Tuesday, November 6, 2012

This is the Joyful Feast

November 4, 2012

All Saints Day/Dia de los Muertos/Day of the Dead
Isaiah 25:6-9

            What is your comfort food? Every culture has comfort food, soul food. It’s the food that reminds us of good times and good people, food that smells like love. Maybe your trigger is the smell of chicken fat sizzling in a pan, or the lovely mouth-feel of banana pudding. Mac and cheese. Peanut butter on toast. Popcorn. Certain meals evoke memories of people and places and times gone by. Certain food has the power to remind us who we are, where we came from, and where we should be going.
            We are a faith founded on a meal of bread and wine, which is the ultimate comfort food. Of course we do not worship food itself, but the bread and wine reminds us who we are, where we came from, and where we should be going. This meal holds the meaning, it is so much more than bread and wine. It holds sacred memory. The container looks small, but it’s bigger on the inside. It goes deep down, far back into our sacred memory of bread from heaven, bread in the wilderness. It goes back to feast days and fast days, memories of scarcity and abundance.
If we pray the prayer that Jesus taught us, every day, then we are reminded every day that our daily bread is given by God. God feeds us.
The image of the God who feeds us is one of my favorite images of God, and another is the image of the God who tenderly wipes away every tear from our eyes (Revelation 21:3-4).
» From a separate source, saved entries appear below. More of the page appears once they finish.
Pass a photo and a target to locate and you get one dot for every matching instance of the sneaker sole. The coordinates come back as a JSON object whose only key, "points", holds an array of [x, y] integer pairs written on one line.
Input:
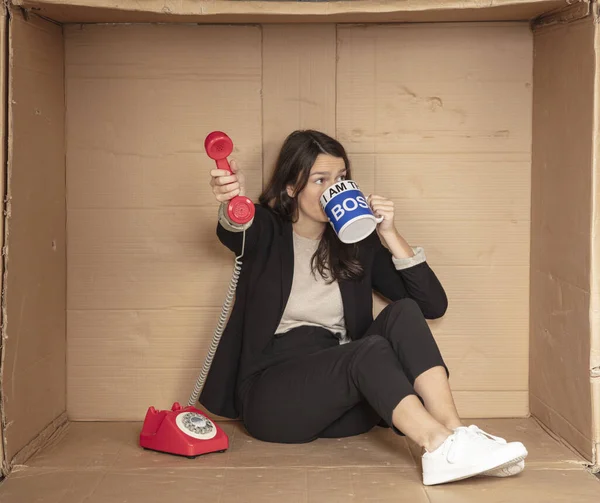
{"points": [[507, 471], [430, 481]]}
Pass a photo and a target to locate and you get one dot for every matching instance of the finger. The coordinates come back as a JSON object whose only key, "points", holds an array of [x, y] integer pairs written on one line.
{"points": [[380, 199], [227, 196], [383, 212], [224, 189], [382, 206], [219, 172], [224, 180]]}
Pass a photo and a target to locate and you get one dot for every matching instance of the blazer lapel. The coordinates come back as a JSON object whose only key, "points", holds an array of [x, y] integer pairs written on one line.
{"points": [[287, 264], [347, 289]]}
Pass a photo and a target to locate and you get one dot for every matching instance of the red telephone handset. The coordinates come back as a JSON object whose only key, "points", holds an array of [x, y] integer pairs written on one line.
{"points": [[218, 146]]}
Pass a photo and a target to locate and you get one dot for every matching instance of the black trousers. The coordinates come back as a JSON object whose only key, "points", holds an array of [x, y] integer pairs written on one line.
{"points": [[319, 388]]}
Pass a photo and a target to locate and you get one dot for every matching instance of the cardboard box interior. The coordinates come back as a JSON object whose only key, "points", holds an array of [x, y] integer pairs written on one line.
{"points": [[113, 276]]}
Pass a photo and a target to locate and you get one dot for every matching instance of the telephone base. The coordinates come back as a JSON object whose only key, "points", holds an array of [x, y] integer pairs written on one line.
{"points": [[182, 431], [183, 455]]}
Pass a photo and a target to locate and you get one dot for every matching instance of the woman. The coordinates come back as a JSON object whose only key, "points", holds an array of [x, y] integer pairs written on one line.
{"points": [[302, 357]]}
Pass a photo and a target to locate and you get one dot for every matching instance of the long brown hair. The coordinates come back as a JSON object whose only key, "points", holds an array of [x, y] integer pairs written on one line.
{"points": [[333, 259]]}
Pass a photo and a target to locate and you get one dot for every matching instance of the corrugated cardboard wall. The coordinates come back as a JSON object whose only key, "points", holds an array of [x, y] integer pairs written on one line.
{"points": [[33, 371], [561, 225], [437, 117]]}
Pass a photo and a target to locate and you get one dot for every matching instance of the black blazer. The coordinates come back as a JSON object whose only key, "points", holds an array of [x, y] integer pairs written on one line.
{"points": [[264, 287]]}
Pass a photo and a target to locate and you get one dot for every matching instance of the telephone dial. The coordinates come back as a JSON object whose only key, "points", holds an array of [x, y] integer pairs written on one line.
{"points": [[186, 431]]}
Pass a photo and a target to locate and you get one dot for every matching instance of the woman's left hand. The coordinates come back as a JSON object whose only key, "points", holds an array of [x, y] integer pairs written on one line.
{"points": [[383, 207]]}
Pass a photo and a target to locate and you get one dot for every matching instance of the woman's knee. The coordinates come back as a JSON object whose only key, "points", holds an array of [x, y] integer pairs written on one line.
{"points": [[370, 347], [406, 306]]}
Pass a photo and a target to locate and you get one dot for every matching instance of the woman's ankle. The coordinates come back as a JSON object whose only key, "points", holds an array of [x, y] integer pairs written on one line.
{"points": [[433, 439]]}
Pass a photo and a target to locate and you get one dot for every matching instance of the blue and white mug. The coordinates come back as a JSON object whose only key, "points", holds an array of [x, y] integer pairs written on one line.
{"points": [[348, 212]]}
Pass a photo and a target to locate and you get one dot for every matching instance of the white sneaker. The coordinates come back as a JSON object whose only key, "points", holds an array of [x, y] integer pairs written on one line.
{"points": [[466, 453], [506, 471]]}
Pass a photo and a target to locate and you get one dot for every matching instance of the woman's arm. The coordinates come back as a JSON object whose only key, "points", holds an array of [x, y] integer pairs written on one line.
{"points": [[401, 271]]}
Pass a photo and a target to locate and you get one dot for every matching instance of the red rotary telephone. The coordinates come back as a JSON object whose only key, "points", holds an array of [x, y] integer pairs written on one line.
{"points": [[186, 431]]}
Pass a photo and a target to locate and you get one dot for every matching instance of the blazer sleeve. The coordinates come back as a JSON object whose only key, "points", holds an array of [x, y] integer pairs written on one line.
{"points": [[232, 235], [411, 278]]}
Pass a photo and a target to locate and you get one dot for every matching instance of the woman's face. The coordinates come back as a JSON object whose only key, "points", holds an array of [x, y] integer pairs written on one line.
{"points": [[326, 171]]}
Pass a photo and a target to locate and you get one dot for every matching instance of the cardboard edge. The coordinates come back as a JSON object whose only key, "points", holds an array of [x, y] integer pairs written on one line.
{"points": [[561, 429], [49, 435], [209, 11], [5, 110], [595, 255], [569, 14]]}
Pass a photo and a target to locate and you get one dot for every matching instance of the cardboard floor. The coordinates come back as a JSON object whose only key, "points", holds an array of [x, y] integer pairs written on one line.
{"points": [[102, 463]]}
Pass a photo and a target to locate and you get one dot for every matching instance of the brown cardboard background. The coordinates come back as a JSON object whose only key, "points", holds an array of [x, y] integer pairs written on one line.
{"points": [[35, 279], [561, 247], [146, 274]]}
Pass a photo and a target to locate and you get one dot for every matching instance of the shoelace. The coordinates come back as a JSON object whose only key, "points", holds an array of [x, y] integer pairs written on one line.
{"points": [[454, 443], [477, 431]]}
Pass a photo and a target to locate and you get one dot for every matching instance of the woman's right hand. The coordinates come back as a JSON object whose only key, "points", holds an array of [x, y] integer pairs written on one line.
{"points": [[227, 185]]}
Death shall be no more. Mourning and crying and pain will be no more. John of Patmos who received the Revelation was remembering the prophet Isaiah's promise to the people in exile. Isaiah was imagining God calling the people home to Jerusalem, to Mount Zion, where a feast was prepared for them-- "a feast of rich food, a feast of well-aged wines, of rich food filled with marrow, of well-aged wines strained clear." On the holy mountain of the Lord, God will swallow up death forever. "Then the Lord God will wipe away the tears from all faces."
One day in Jerusalem, Jesus shared the feast of Passover with his disciples. The feast was already a reminder of God’s power to save. What is the meaning of Passover? This feast is to make us feel as if we personally had come out of Egypt, as if we personally had been rescued from death and redeemed from slavery. The unleavened bread, the bread of people in a hurry. The cup of salvation, the cup that anticipates God’s return, to restore God’s reign of justice and righteousness. The meal already had meaning. Jesus added another layer of meaning when he said, this is my body, broken for you. This is the cup of the new covenant in my blood.
After Jesus died, the disciples scattered. They forgot the promises of God. They forgot that Jesus had told them that he was going to suffer and die, and rise again. They forgot, until they sat down at table with a stranger, who took bread and blessed it and broke it, and then they remembered. Their eyes were opened and they realized-- this feast means that death is swallowed up forever.
This feast is the Passover, this feast is the return from exile. This is the joyful feast of the people of God.
This Holy Communion is the Feast of Paradise. We share this feast with the dead as well as the living. The great cloud of witnesses gathers around the table, and the shroud is lifted-- that which separates the living from the dead is lifted. Death is swallowed up forever. We all feast in paradise together. Come and join the feast!